Note that if you expand your funcrtion f about p in a TAYLOR series, then this tensor of rank one is the linear part of the Taylor series.
Now what do you think we should do to approximate f better, say by the quadratic part of its Taylor series? Then we should assign to each point the second order polynomial in the Taylor series. This would assign to each point p a second degree polynomial with coefficients for x^2, xy, yx, and y^2. Of course polynomials are commutative, so we can take the xy and yx coefficients to be equal. I.e. we assign to each point an object with 4 entries which we can abbreviate as a(i,j) for i,j = 1,2, and where in this case a(1,2) = a(2,1).
This assignment of a quadratic polynomial, i.e. a symmetric bilinear function at each point, is called a symmetric "2-tensor". Some people like the symbols better than the real object, hence they refer to the notation a(i,j) as the tensor.
Similarly for every degree, the kth degree homogeneous taylor polynomial of the function defines a rank k symmetric tensor, whose notational representative is a coefficient of form a(i1,...ik), which in our case is symmetric.
Again some people refer to these symbols a(i1,...ik), as the tensor itself.
Now when we change coordinates from x,y to u,v say, then one has a change of variables transformation, given by linear formulas in the derivatives of the u's and v's wrt the x's and y's and vice versa, that can be used to express the coefficients of the u,v terms using the coefficients of the x,y terms. there is nothing more to this than substituting a linear function into each variable of a homogeneous polynomial
i.e. these coordinate transformation rules can be worked out just from knowing the nature of the given tensor as a polynomial, but some people again take these formal transformation rules as a definition of a tensor.
So instead of saying that a symmetric kth order tensor is an assignment to each point, of a kth degree polynomial on the tangent space, they say a kth order tensor is a family of coeffifcients functions a(i1,...ik) which transform by a certain totally unmotivated rule, under change of coordinates.

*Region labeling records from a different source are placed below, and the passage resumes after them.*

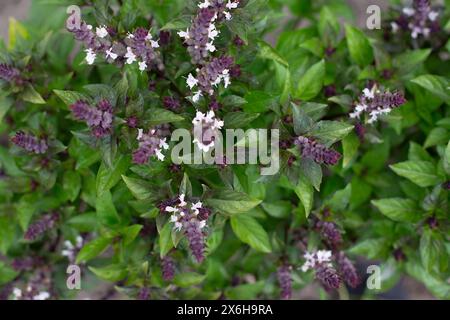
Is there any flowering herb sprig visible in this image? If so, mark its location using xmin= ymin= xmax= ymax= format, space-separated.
xmin=0 ymin=63 xmax=23 ymax=85
xmin=391 ymin=0 xmax=441 ymax=39
xmin=11 ymin=131 xmax=48 ymax=154
xmin=192 ymin=111 xmax=224 ymax=152
xmin=350 ymin=85 xmax=406 ymax=124
xmin=133 ymin=125 xmax=170 ymax=164
xmin=294 ymin=136 xmax=341 ymax=165
xmin=24 ymin=212 xmax=60 ymax=241
xmin=301 ymin=250 xmax=342 ymax=290
xmin=70 ymin=99 xmax=114 ymax=138
xmin=69 ymin=18 xmax=164 ymax=71
xmin=164 ymin=194 xmax=209 ymax=263
xmin=277 ymin=264 xmax=292 ymax=300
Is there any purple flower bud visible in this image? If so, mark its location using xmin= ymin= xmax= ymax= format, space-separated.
xmin=185 ymin=8 xmax=216 ymax=64
xmin=315 ymin=263 xmax=342 ymax=290
xmin=197 ymin=56 xmax=234 ymax=95
xmin=68 ymin=20 xmax=100 ymax=49
xmin=393 ymin=248 xmax=406 ymax=262
xmin=159 ymin=31 xmax=170 ymax=47
xmin=355 ymin=122 xmax=366 ymax=142
xmin=161 ymin=256 xmax=175 ymax=281
xmin=208 ymin=97 xmax=222 ymax=111
xmin=158 ymin=198 xmax=180 ymax=214
xmin=295 ymin=136 xmax=341 ymax=165
xmin=288 ymin=156 xmax=297 ymax=167
xmin=11 ymin=257 xmax=42 ymax=272
xmin=24 ymin=213 xmax=59 ymax=241
xmin=197 ymin=206 xmax=211 ymax=221
xmin=183 ymin=219 xmax=205 ymax=263
xmin=230 ymin=64 xmax=242 ymax=78
xmin=133 ymin=125 xmax=170 ymax=164
xmin=324 ymin=84 xmax=336 ymax=98
xmin=337 ymin=252 xmax=361 ymax=288
xmin=11 ymin=131 xmax=48 ymax=154
xmin=126 ymin=116 xmax=139 ymax=129
xmin=320 ymin=221 xmax=342 ymax=249
xmin=163 ymin=97 xmax=180 ymax=111
xmin=137 ymin=287 xmax=150 ymax=300
xmin=381 ymin=69 xmax=394 ymax=80
xmin=233 ymin=36 xmax=245 ymax=47
xmin=0 ymin=63 xmax=22 ymax=84
xmin=325 ymin=47 xmax=336 ymax=58
xmin=426 ymin=216 xmax=439 ymax=229
xmin=125 ymin=28 xmax=164 ymax=71
xmin=70 ymin=99 xmax=114 ymax=138
xmin=277 ymin=265 xmax=292 ymax=300
xmin=350 ymin=85 xmax=406 ymax=123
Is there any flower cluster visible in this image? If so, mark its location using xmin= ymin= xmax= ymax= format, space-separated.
xmin=187 ymin=56 xmax=234 ymax=102
xmin=301 ymin=250 xmax=342 ymax=290
xmin=316 ymin=221 xmax=342 ymax=249
xmin=11 ymin=256 xmax=43 ymax=271
xmin=164 ymin=194 xmax=209 ymax=263
xmin=294 ymin=136 xmax=341 ymax=165
xmin=61 ymin=236 xmax=84 ymax=263
xmin=163 ymin=96 xmax=180 ymax=111
xmin=192 ymin=111 xmax=224 ymax=152
xmin=161 ymin=256 xmax=175 ymax=281
xmin=0 ymin=63 xmax=22 ymax=84
xmin=70 ymin=99 xmax=114 ymax=138
xmin=277 ymin=265 xmax=292 ymax=300
xmin=178 ymin=0 xmax=239 ymax=64
xmin=336 ymin=251 xmax=361 ymax=288
xmin=68 ymin=17 xmax=118 ymax=65
xmin=137 ymin=287 xmax=151 ymax=300
xmin=133 ymin=125 xmax=170 ymax=164
xmin=24 ymin=212 xmax=59 ymax=241
xmin=68 ymin=17 xmax=164 ymax=71
xmin=11 ymin=131 xmax=48 ymax=154
xmin=350 ymin=85 xmax=406 ymax=124
xmin=125 ymin=28 xmax=164 ymax=71
xmin=391 ymin=0 xmax=440 ymax=39
xmin=12 ymin=286 xmax=50 ymax=300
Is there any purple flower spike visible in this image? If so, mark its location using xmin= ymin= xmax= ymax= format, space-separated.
xmin=70 ymin=99 xmax=114 ymax=138
xmin=277 ymin=265 xmax=292 ymax=300
xmin=295 ymin=136 xmax=341 ymax=165
xmin=183 ymin=219 xmax=205 ymax=263
xmin=316 ymin=263 xmax=342 ymax=290
xmin=161 ymin=256 xmax=175 ymax=281
xmin=24 ymin=213 xmax=59 ymax=241
xmin=11 ymin=131 xmax=48 ymax=154
xmin=320 ymin=221 xmax=342 ymax=249
xmin=0 ymin=63 xmax=21 ymax=84
xmin=336 ymin=252 xmax=361 ymax=288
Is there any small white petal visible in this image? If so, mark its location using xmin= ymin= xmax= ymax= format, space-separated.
xmin=95 ymin=26 xmax=108 ymax=38
xmin=155 ymin=149 xmax=166 ymax=161
xmin=428 ymin=11 xmax=439 ymax=21
xmin=84 ymin=48 xmax=97 ymax=65
xmin=403 ymin=8 xmax=416 ymax=17
xmin=186 ymin=73 xmax=198 ymax=90
xmin=198 ymin=0 xmax=211 ymax=9
xmin=106 ymin=48 xmax=118 ymax=60
xmin=137 ymin=128 xmax=144 ymax=140
xmin=226 ymin=0 xmax=239 ymax=10
xmin=178 ymin=29 xmax=189 ymax=39
xmin=192 ymin=91 xmax=203 ymax=102
xmin=125 ymin=47 xmax=136 ymax=64
xmin=150 ymin=40 xmax=159 ymax=48
xmin=139 ymin=61 xmax=147 ymax=71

In my opinion this formal discussion of tensors is responsible for their reputation for difficulty.
now the subject does get more complicated, but only in two ways:
1) we allow also non commutatibve polynomials, i.e. objects whose representing symbols a(i1,...ik) are not equal when we permute the indices. After all, some physical phenomena are non commutative, like rotations in space.
2) we also look at tensors which are kth order bilinear combinations of tangent vectors, and not kth order bilinear functions on tangent vectors, i.e. we look at objects whose transformation rules require substituting the transpose of the derivative matrix, instead of the derivative matrix itself. This let's us represent geometric objects like parallelograms by tensors, as well as tenagent directions.

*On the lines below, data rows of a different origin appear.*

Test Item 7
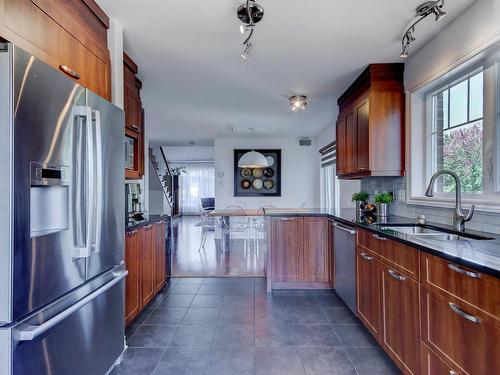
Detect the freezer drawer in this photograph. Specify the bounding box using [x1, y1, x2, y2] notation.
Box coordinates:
[12, 270, 127, 375]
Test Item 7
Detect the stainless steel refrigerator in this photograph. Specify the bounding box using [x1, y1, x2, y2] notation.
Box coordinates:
[0, 43, 127, 375]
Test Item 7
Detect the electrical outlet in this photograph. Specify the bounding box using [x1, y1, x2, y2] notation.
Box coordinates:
[396, 189, 406, 203]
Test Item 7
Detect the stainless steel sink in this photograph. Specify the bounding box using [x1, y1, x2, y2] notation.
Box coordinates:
[380, 224, 493, 241]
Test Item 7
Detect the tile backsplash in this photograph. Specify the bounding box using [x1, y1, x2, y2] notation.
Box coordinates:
[361, 177, 500, 234]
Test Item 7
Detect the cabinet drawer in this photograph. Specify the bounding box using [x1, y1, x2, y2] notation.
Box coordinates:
[422, 254, 500, 328]
[422, 288, 500, 375]
[357, 230, 420, 280]
[420, 343, 462, 375]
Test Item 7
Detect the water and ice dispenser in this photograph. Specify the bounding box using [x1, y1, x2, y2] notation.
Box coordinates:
[30, 162, 69, 237]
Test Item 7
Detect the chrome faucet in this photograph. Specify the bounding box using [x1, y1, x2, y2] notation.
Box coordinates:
[425, 169, 475, 232]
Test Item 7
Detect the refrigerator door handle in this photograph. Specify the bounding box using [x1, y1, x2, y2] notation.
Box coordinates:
[14, 270, 128, 341]
[73, 106, 95, 259]
[92, 111, 104, 253]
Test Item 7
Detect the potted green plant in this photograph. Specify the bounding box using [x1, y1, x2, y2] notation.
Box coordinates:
[351, 191, 370, 212]
[375, 192, 393, 217]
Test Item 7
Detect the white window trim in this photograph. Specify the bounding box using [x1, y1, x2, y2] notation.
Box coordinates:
[406, 34, 500, 213]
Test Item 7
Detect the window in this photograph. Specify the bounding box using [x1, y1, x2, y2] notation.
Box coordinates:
[176, 163, 215, 215]
[427, 68, 484, 193]
[406, 42, 500, 212]
[320, 142, 337, 210]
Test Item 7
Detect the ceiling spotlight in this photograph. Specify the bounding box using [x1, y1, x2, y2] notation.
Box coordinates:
[236, 0, 264, 59]
[288, 95, 307, 111]
[400, 0, 446, 57]
[241, 43, 252, 60]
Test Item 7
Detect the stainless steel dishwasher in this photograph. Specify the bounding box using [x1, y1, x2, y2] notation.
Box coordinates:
[333, 221, 356, 314]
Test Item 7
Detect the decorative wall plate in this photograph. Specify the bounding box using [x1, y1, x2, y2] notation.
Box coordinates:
[263, 167, 274, 178]
[252, 178, 263, 190]
[241, 168, 252, 178]
[252, 168, 263, 178]
[241, 178, 252, 190]
[264, 180, 274, 190]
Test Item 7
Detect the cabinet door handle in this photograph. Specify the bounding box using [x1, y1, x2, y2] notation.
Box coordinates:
[448, 302, 481, 324]
[372, 234, 387, 241]
[387, 270, 406, 281]
[59, 64, 80, 79]
[359, 253, 373, 262]
[448, 263, 481, 279]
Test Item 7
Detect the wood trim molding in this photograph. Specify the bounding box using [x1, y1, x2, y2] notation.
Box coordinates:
[82, 0, 109, 29]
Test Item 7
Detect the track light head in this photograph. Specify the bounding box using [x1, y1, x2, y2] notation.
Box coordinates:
[241, 43, 252, 60]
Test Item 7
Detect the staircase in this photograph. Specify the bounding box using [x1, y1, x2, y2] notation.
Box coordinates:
[149, 147, 178, 216]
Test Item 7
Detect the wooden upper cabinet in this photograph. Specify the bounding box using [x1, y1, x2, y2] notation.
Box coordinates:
[356, 247, 382, 342]
[271, 217, 304, 281]
[381, 263, 421, 375]
[304, 217, 330, 282]
[125, 230, 141, 324]
[0, 0, 111, 100]
[336, 64, 405, 178]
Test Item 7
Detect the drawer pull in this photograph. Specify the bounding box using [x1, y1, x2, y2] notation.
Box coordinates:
[372, 234, 387, 241]
[359, 253, 373, 262]
[387, 270, 406, 281]
[448, 302, 481, 324]
[59, 64, 80, 79]
[448, 263, 481, 279]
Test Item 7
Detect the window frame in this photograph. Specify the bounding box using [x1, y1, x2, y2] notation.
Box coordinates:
[406, 40, 500, 213]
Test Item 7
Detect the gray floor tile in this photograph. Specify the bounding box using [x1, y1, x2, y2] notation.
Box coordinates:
[176, 277, 205, 285]
[158, 294, 194, 308]
[191, 294, 224, 307]
[128, 324, 178, 348]
[170, 325, 215, 348]
[111, 348, 164, 375]
[323, 307, 360, 324]
[217, 307, 254, 325]
[144, 307, 187, 324]
[314, 294, 345, 307]
[204, 347, 254, 375]
[182, 307, 220, 325]
[168, 283, 200, 296]
[294, 325, 341, 347]
[346, 348, 401, 375]
[255, 348, 305, 375]
[213, 324, 254, 347]
[255, 324, 297, 348]
[299, 348, 357, 375]
[151, 348, 210, 375]
[332, 324, 378, 347]
[222, 294, 254, 308]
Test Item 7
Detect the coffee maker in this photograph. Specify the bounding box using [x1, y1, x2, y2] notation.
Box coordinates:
[125, 183, 144, 222]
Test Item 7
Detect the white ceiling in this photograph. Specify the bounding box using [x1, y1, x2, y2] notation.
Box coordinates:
[97, 0, 475, 145]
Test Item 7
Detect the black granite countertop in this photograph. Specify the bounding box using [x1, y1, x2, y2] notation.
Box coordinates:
[264, 209, 500, 278]
[125, 215, 170, 231]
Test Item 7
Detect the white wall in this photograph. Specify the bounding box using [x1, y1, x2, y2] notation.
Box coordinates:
[163, 146, 214, 164]
[215, 137, 319, 209]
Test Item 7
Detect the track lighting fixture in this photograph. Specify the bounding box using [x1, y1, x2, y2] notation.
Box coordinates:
[241, 42, 252, 60]
[399, 0, 446, 58]
[288, 95, 307, 111]
[236, 0, 264, 59]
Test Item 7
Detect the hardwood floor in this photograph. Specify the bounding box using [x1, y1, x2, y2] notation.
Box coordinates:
[171, 216, 265, 277]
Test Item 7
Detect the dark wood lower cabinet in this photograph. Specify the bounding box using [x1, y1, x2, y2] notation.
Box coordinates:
[125, 230, 141, 325]
[125, 222, 167, 325]
[381, 263, 420, 375]
[356, 247, 382, 342]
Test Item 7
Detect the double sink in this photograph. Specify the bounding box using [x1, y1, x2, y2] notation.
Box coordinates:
[379, 223, 494, 241]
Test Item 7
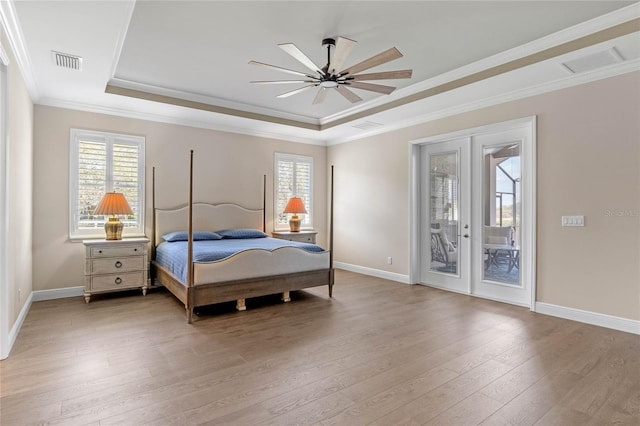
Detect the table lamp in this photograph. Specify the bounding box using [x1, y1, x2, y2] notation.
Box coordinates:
[93, 192, 133, 240]
[284, 197, 307, 232]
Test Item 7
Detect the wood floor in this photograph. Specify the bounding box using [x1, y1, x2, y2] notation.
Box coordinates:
[0, 271, 640, 426]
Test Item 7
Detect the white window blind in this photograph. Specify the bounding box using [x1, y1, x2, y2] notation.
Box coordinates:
[69, 129, 144, 239]
[274, 153, 313, 230]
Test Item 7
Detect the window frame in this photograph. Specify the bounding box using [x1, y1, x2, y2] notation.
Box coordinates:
[273, 152, 314, 231]
[68, 128, 145, 241]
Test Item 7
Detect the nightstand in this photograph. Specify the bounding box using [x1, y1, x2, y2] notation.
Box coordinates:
[82, 238, 149, 303]
[271, 231, 318, 244]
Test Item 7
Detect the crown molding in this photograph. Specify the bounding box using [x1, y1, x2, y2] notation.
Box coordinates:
[106, 77, 320, 125]
[0, 0, 39, 103]
[320, 3, 640, 129]
[327, 59, 640, 146]
[37, 98, 326, 146]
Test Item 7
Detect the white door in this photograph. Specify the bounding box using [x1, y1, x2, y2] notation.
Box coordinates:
[411, 117, 536, 310]
[420, 138, 471, 293]
[471, 128, 532, 306]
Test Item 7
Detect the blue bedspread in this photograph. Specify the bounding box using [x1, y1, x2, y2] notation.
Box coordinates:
[156, 238, 325, 283]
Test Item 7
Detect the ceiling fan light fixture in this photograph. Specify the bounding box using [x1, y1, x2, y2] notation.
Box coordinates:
[249, 37, 411, 104]
[320, 80, 338, 89]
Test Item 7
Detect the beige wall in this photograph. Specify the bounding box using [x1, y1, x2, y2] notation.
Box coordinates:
[327, 73, 640, 320]
[0, 28, 33, 330]
[33, 106, 327, 290]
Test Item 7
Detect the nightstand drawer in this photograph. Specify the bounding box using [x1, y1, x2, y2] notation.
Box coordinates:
[90, 245, 145, 258]
[91, 271, 146, 291]
[87, 256, 145, 275]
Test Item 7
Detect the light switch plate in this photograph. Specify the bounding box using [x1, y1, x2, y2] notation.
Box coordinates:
[562, 216, 584, 226]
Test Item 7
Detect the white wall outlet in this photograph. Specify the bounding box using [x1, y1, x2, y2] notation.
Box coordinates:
[562, 216, 584, 226]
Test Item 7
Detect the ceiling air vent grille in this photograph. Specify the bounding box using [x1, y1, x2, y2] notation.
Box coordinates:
[561, 47, 624, 74]
[51, 50, 82, 71]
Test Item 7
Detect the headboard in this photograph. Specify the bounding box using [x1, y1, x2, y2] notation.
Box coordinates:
[155, 203, 264, 244]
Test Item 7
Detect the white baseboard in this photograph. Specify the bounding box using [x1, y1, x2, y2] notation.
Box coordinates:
[535, 302, 640, 334]
[31, 286, 84, 302]
[333, 262, 411, 284]
[0, 292, 33, 359]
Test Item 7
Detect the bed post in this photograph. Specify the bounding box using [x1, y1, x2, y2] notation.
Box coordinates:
[185, 150, 194, 324]
[150, 166, 156, 270]
[329, 165, 334, 297]
[262, 175, 267, 233]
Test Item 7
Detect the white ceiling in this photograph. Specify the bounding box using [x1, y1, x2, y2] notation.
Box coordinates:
[0, 1, 640, 143]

Now notationally this is a very compllicated business, but that argues to me for de - emphasizing the notational aspect, instead of elevating it to the height of calling it the whole subject.
My point is to keep your head about you when learning, if you want it to occur efficiently. What I have just told you might not be learned in a year of studying some books on tensors. So try to get someone to tell you what is going on, what the the tool is good for, in each case before plunging in. Since you want physics, try to get a physicist to guide you, who knows where you want to get to, and ideally is already there herself.
good luck.